Los vecinos parecen haber dejado atrás los problemas de empleo que hasta hacía poco era la mayor preocupación del pueblo. Un nuevo evento arrolla a otro y lo hace desaparecer, aunque no del todo.
“Quejarse del ayuntamiento era quejarse del alcalde, o sea, del dueño de la fábrica Weiser. En aquella confusa irritación se percibía la animosidad que el miedo al desempleo había sembrado en la comunidad hacía mucho tiempo y que, a falta de poder expresarse abiertamente, buscaba desahogo en aquel acontecimiento.”

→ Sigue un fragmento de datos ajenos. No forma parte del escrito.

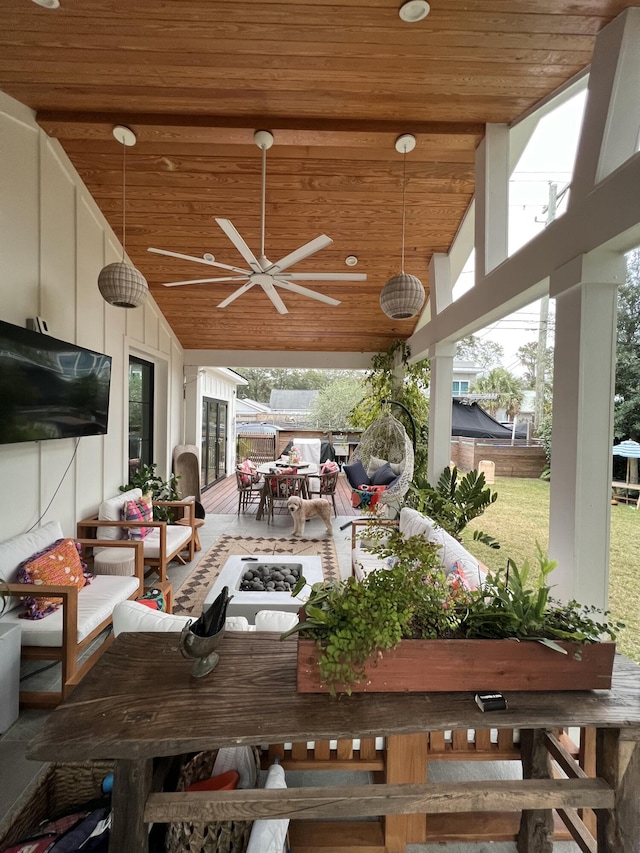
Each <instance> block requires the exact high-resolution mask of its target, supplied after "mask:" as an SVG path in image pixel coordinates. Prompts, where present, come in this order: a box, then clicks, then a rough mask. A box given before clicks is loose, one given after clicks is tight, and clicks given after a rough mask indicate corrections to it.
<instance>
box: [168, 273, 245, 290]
mask: <svg viewBox="0 0 640 853" xmlns="http://www.w3.org/2000/svg"><path fill="white" fill-rule="evenodd" d="M246 277H247V276H246V275H226V276H223V277H222V278H192V279H190V280H189V281H167V282H164V283H163V285H162V286H163V287H180V286H181V285H183V284H213V283H215V282H218V281H242V280H243V279H245V278H246Z"/></svg>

El texto se va sembrando con detalles ocurrentes, que tanto al final del libro, como en su desarrollo nos harán sentir cierta sorpresa, mezclada con la sonrisa del que ha acertado en sus predicciones del desenlace.
Un círculo hecho de agobio se va cerrando alrededor del culpable. De pronto un giro inaudito hace que la narración acabe hecha añicos. Cuando parecía que se habían cerrado todas las salidas, de nuevo sale el sol para el responsable, que quizás hubiera preferido que todo acabara.
Han pasado 11 años. El tiempo ha ido marcando nuevas pautas. El autor va completando la obra con pequeños momentos de vida, es como si rellenara agujeros en un muro de piedra.
Hasta que damos contra otro nuevo giro, un hecho mínimo -irrisorio incluso-, pero de un gran efectismo, que se convierte en el paso hacia la tercera parte.
Lemaitre más que una novela de suspense, ha escrito un relato sobre las personas, juguetitos del destino.